Now this is a rather peculiar story. The firstborn of Judah was evil, so YHWH killed him. The next son of Judah was also evil, so YHWH killed him, too. But notice the phrase Judah uses when he tells Onan, his second son, that he must raise up an heir for his dead brother. He says, “perform the duty of a husband’s brother.”

Now a section of Torah Law (instruction) from Deuteronomy.

Deut. 25:5 – ” 5If brothers dwell together, and one of them die, and have no son, the wife of the dead shall not be married outside to a stranger: her husband’s brother shall go in to her, and take her to him as wife, and perform the duty of a husband’s brother to her.”

Judah obviously knew that giving Tamar to Onan was not only “proper” but it was Onan’s DUTY. The next section may seem like a bit of a stretch, but please bear with me. It is related to this story.

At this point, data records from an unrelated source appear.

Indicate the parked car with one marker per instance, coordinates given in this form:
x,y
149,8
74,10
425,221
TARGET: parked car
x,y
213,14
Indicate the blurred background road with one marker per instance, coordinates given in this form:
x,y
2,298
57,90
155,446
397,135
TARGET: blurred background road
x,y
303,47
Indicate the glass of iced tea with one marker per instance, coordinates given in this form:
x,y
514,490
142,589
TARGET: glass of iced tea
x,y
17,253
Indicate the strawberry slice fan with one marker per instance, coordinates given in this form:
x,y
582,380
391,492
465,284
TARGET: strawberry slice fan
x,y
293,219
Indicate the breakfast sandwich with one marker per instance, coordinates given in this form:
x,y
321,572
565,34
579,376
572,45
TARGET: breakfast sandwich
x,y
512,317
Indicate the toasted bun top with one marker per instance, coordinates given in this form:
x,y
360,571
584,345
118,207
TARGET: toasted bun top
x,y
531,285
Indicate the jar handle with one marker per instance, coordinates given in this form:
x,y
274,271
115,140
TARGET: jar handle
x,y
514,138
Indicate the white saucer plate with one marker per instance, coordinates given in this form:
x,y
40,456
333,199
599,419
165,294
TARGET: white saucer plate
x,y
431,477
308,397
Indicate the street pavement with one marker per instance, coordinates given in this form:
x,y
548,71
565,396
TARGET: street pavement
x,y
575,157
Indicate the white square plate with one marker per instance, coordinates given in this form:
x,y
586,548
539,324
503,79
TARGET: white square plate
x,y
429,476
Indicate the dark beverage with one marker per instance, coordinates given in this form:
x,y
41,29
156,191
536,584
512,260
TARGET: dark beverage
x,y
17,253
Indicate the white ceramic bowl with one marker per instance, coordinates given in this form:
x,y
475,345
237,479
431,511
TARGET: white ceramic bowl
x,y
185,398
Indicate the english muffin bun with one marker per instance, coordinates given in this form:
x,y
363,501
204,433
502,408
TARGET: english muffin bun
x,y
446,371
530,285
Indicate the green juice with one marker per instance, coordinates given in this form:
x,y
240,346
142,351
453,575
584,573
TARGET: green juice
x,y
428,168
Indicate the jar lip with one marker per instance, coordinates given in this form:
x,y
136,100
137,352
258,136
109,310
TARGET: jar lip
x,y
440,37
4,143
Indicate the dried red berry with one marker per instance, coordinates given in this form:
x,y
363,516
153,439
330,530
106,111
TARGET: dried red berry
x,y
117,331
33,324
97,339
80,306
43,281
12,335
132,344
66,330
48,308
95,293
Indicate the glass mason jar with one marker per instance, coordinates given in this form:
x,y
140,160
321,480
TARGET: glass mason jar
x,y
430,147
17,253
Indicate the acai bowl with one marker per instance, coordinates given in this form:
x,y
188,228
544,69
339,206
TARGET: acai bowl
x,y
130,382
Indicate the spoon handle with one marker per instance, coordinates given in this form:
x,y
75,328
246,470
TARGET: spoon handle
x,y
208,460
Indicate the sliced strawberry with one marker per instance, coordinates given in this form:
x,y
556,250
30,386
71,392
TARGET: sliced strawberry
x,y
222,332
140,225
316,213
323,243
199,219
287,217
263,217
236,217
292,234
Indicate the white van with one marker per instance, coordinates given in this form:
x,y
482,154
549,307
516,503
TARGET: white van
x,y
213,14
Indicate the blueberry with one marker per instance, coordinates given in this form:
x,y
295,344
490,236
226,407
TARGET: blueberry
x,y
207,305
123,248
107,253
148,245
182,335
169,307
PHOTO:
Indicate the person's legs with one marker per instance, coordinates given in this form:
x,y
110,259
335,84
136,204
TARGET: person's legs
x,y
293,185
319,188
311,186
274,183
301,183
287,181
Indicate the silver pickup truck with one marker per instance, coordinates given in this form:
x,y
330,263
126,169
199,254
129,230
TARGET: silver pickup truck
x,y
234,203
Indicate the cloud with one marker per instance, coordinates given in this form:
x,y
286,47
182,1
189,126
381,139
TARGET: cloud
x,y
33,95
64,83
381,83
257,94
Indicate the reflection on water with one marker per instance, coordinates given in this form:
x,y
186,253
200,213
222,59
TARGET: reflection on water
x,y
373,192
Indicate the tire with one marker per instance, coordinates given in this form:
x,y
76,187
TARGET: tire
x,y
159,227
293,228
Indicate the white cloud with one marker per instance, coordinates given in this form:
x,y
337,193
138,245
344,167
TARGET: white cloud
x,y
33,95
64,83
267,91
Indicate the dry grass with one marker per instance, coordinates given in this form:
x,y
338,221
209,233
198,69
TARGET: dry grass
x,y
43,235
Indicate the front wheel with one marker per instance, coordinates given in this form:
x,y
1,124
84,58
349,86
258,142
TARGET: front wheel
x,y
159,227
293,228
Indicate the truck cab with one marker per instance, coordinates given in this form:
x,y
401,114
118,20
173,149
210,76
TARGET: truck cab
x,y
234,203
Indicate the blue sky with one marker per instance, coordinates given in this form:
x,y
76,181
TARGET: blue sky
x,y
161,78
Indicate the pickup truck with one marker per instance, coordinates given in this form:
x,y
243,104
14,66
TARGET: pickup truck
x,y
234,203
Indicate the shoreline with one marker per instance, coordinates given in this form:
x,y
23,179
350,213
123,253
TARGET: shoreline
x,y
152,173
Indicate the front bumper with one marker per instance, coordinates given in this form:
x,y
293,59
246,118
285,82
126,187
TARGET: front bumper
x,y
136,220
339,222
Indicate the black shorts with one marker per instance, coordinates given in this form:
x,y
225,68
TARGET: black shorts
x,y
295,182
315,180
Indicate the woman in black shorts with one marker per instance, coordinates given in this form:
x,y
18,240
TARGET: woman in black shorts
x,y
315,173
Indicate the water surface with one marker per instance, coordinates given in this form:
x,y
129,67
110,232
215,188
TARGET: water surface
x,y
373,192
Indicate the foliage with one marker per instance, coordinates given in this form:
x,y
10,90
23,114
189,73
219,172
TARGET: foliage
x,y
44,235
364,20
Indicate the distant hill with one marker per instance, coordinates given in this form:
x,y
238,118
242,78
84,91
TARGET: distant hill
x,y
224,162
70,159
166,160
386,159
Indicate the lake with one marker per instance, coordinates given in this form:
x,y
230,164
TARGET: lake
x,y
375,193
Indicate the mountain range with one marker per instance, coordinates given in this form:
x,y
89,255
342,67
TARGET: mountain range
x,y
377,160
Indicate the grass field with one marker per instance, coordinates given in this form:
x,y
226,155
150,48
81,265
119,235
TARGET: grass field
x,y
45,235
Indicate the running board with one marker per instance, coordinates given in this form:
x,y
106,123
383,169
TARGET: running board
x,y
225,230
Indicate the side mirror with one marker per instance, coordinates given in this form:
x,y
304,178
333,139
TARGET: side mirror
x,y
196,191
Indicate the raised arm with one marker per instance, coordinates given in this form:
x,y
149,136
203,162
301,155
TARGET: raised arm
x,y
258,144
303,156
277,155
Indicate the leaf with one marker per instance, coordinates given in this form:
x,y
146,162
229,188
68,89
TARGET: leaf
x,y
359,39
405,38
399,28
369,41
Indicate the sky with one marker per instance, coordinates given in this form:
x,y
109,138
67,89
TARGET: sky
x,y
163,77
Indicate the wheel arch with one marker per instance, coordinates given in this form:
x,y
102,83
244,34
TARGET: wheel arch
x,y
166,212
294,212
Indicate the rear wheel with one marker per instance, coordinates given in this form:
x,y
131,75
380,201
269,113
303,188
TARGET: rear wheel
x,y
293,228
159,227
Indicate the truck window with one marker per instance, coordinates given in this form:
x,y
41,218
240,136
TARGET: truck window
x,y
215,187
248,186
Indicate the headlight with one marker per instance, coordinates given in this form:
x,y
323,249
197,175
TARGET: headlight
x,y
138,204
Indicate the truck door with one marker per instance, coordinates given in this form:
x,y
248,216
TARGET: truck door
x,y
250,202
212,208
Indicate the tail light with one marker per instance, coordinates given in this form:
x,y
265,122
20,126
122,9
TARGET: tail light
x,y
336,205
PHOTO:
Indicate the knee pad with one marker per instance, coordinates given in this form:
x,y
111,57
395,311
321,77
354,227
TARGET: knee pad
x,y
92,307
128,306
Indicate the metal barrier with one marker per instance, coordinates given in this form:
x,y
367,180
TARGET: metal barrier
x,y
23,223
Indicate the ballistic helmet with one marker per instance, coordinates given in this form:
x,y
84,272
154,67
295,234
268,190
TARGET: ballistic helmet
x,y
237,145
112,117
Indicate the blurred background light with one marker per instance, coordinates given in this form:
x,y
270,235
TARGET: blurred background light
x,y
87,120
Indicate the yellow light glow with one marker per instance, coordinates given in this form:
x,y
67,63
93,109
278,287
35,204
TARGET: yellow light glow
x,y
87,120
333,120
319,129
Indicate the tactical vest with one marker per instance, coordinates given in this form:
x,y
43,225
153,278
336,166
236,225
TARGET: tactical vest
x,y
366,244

Now you may or may not put much weight in classical Jewish writings, teachings, and laws. I do not believe that the Talmud was Divinely inspired, yet I do believe there is some truth to it. And I am thankful that at the very least, the Jews have kept pretty good records of how they have done things through the ages. Now that’s not to say it’s all correct, but many of their writings CAN help to fill in a few of the gaps. I also feel this way about a couple of the Apocryphal books, Jasher and Maccabees. Now this is not the time or place to try and build up a defense for these writings, but suffice it to say I believe Maccabees to be an accurate HISTORY book, and the same goes for Jasher. As far as I can tell, there is nothing in either book that contradicts the Torah (or any of the rest of Scripture). I digress.

Jewish commentary and the book of Jasher both refer to Tamar as the daughter of Shem.

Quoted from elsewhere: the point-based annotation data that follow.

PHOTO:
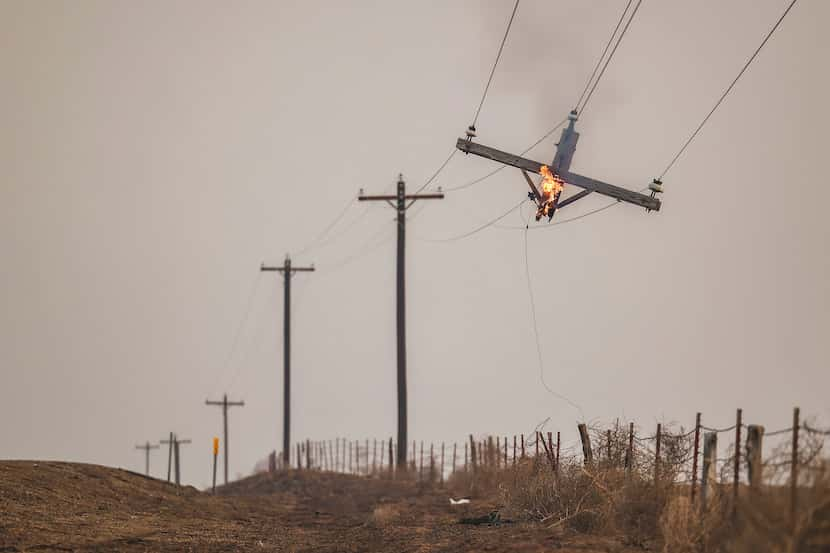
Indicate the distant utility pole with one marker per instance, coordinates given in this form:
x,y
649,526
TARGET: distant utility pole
x,y
174,442
287,271
147,447
225,404
403,201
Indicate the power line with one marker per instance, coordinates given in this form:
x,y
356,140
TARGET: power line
x,y
611,55
728,89
602,57
441,168
536,335
327,229
248,304
477,229
493,71
502,167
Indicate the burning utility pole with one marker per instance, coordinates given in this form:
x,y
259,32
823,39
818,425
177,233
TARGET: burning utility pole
x,y
558,174
403,201
287,271
147,447
225,404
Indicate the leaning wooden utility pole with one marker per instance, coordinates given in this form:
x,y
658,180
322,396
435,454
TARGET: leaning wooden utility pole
x,y
225,404
287,271
403,201
147,447
558,174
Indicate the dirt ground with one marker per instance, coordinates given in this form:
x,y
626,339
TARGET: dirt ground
x,y
51,506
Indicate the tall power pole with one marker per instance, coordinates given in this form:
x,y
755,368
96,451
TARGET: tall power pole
x,y
403,201
287,271
225,404
147,447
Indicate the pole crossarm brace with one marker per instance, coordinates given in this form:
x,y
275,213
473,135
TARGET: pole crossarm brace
x,y
587,183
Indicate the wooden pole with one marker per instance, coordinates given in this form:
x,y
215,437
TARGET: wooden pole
x,y
736,480
794,470
695,456
215,458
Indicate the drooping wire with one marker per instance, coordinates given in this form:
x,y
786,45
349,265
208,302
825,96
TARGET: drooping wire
x,y
602,57
477,229
536,335
728,89
495,64
245,315
320,236
435,174
610,56
502,167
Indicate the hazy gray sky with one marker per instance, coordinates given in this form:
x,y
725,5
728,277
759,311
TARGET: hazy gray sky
x,y
152,154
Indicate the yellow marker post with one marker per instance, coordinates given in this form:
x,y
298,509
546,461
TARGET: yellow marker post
x,y
215,456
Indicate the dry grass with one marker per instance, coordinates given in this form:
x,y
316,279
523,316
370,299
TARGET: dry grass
x,y
605,498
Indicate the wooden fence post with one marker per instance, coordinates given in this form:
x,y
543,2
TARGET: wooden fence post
x,y
466,457
587,454
695,455
442,463
558,442
794,470
755,466
610,457
708,477
657,454
736,479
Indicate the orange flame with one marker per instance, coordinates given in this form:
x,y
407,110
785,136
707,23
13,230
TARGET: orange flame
x,y
552,185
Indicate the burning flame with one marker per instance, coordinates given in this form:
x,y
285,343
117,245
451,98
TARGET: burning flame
x,y
552,185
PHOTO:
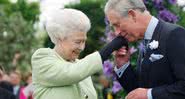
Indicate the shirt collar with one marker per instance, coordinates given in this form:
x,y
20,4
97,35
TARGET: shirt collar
x,y
151,27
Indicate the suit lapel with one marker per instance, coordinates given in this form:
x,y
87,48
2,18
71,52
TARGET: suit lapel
x,y
146,63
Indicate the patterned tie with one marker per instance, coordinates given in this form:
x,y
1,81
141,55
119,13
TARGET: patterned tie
x,y
142,52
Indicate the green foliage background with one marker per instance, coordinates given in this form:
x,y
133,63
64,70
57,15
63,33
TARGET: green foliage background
x,y
17,33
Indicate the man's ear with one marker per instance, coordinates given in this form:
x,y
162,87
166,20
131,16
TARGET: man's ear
x,y
132,14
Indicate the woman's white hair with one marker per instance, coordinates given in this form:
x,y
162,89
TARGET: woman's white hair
x,y
61,23
122,6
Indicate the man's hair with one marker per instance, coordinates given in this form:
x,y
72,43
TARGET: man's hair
x,y
122,6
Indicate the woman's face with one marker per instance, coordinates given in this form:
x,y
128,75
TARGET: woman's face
x,y
72,46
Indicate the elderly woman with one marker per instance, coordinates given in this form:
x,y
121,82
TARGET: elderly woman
x,y
57,73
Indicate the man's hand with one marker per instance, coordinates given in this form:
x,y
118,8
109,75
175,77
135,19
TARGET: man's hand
x,y
139,93
122,56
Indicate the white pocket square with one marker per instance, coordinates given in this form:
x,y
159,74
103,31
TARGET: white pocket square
x,y
155,57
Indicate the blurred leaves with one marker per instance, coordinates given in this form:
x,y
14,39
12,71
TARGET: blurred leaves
x,y
17,35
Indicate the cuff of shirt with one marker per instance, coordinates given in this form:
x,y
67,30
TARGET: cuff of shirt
x,y
121,70
149,94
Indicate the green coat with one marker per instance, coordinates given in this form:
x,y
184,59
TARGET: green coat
x,y
55,78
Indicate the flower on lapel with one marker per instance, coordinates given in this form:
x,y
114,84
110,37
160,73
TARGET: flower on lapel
x,y
154,45
155,57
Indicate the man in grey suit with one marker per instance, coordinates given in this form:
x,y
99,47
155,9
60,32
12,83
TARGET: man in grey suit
x,y
160,72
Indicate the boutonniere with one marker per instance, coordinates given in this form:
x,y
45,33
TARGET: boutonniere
x,y
154,45
155,57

Jasher 45:23 – “And in those days Judah went to the house of Shem and took Tamar the daughter of Elam, the son of Shem, for a wife for his first born Er.” Now this could mean that Elam was the son of Shem or, more likely, that Elam was “of the house of Shem” and a few generations later. Either way, it is what it is.

Now Shem was the son of Noah, making him the great-great-great (to a few generations)-grandfather of Judah. So it may seem like Judah giving his great-great-great (whatever)-cousin to his son as wife is…absurd. But remember, Shem lived to be 600 years old, and had many children throughout that time. It is quite possible that Elam was born to Shem late in life, and likewise Tamar born late to Elam or, as I said, that Elam was merely “of the house” of Shem. Remember, people said Yeshua was the “son of David” yet we know David lived MANY generations before Yeshua was born. At any rate, it is still very possible and plausible either way.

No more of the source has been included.